Today’s post is a guest post from Diane Stec, view more information about her at the bottom of the article.
1) If light is the most important element to a portrait, then the camera is one of the most important tools. Having an expensive camera is not the only way to capture great portraits. I will not argue with purchasing good gear, but an experienced and talented photographer can take an incredible portrait with an old film camera. It’s a combination of thorough knowledge of photography and the understanding of many key elements to create stunning portraits. It’s important that the camera can change aperture, shutter and ISO to create creative images. Learn to set the camera on proper exposure and then experiment with creative exposure, and you will see your portraits come to life.
2) It’s important to have a good lens or what pros call, “Good Glass.” Actually, the best lenses should open-up (wide aperture) to f/2.8 or larger (f/1.8, f/1.4 and so on). This is important to achieve shallow depth of field by knocking the background out of focus. Also, it’s a good idea to have a high-quality portrait lens for your particular camera. If you’re shooting with a digital camera, the crop factor may add to the “mm” of the lens. Usually, prime lenses are the best; but many photographers prefer a range in “mm” choices without having to change the lens or their distance from the subject. If you are using a SLR, roughly a 70mm to 135mm or even a 200mm are great lenses for portraiture.
3) One of the most important ingredients to a successful portrait is the expression. You can unsuccessfully break the rules or mess up the lighting and to a degree save the shot with a good expression. Of course, the stronger the portrait will be if all the elements fall into place. It’s important that your client feels comfortable and relaxed. Keep up a conversation and never let them sit like a lump while you’re making technical adjustments. They need to be a part of their session. The more comfortable they are in the session the stronger the portrait, and the easier it will be to direct them to achieve the desired pose and expression.

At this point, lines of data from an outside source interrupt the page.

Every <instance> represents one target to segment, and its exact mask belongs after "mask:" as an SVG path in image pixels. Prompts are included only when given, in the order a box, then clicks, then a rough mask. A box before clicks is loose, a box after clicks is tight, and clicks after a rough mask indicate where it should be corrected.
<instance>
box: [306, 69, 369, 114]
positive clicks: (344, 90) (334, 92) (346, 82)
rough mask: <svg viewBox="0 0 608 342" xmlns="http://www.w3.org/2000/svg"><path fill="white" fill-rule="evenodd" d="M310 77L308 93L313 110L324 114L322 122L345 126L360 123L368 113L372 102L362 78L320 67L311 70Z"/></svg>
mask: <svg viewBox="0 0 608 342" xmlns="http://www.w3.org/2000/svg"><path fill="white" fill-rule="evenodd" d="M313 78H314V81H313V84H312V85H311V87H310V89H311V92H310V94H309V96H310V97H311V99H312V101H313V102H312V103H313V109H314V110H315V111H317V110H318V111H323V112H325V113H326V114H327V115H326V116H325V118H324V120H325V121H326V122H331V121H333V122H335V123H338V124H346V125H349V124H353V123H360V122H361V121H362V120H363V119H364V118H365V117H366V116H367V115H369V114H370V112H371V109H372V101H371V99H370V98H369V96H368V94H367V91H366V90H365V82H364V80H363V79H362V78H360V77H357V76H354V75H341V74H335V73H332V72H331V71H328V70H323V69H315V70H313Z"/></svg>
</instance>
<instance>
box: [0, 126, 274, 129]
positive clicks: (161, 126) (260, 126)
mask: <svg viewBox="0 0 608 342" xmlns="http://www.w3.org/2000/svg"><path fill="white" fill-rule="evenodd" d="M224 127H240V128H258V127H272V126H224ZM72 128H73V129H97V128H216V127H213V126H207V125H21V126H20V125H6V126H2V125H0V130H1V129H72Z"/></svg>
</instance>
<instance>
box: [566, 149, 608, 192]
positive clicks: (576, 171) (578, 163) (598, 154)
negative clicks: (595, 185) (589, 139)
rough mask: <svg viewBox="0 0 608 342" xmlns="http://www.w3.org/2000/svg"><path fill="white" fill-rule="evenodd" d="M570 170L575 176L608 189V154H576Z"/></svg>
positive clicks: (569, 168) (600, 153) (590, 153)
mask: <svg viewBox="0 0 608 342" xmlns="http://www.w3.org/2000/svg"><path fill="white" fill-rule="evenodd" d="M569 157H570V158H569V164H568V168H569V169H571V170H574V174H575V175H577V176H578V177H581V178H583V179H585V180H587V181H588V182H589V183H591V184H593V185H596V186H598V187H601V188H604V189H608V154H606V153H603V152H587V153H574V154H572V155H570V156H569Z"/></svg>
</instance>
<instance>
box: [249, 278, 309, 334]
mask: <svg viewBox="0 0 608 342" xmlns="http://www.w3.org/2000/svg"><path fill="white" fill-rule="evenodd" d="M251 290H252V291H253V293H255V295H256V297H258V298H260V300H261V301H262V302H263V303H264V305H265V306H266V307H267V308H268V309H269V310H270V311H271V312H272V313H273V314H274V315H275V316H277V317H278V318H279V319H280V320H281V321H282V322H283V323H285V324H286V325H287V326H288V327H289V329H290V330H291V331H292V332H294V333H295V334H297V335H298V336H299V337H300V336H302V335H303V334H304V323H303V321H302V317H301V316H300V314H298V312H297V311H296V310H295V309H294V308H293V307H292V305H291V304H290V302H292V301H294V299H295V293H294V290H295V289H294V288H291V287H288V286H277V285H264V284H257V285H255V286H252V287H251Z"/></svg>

4) The choice of location is incredibly important to the overall look of the portrait. The location should complement what the subject will be wearing. Have a consultation with your client on clothing choices for either the studio, location or both. These two items need to balance each other, which will allow for continuity with the pose and composition. It will bring everything together to create and strengthen the overall look and feel of the portrait. I enjoy outdoor locations for a great deal of my work. There is always something special about what Mother Nature provides. I do love shooting in the studio for greater control, special lighting, certain sets or trippy shots that you usually can’t achieve outdoors. As photographers, we must communicate visually what our client describes verbally. This discussion will dictate the choices on clothing and location.
5) One of the most overlooked but what all images require, even in the smallest amount is the Light. Just like the subject has a personality so does the light. It has a look, a color, a feel and a quality. It’s important to study the way light highlights or wraps around your subject. Many photographers take light for granted excusing all failure to either the equipment or the photographer. You need to really understand ISO. There is a simple guide to follow. Use higher ISO’s in darkly lit areas and lower ISO’s for brightly lit areas. However, this isn’t always a fast hard rule. As you will learn, photography doesn’t always have absolutes. Today, much depends upon the camera, sensor, pixels and the quality of the ISO speed chosen just to name a few. A good example is using slower ISO’s for cityscapes or night scenes. Again, much depends on what you are trying to say creatively. If you are doing outdoor portraiture, it’s important to avoid direct sunlight. Try to photograph in areas with even illumination or shade. Also, drag the shutter on a dark background to open it up, or if the background is too bright choose a faster shutter speed to knock it down.
There are many components needed to create a strong portrait. I believe these are some of the most essential techniques. It’s a good idea to always keep reading, learning and studying other photographers work. Nothing can replace a talented, creative and experienced photographer. It takes time to become a professional or even a master photographer, but only a very select group will achieve the level of Artist.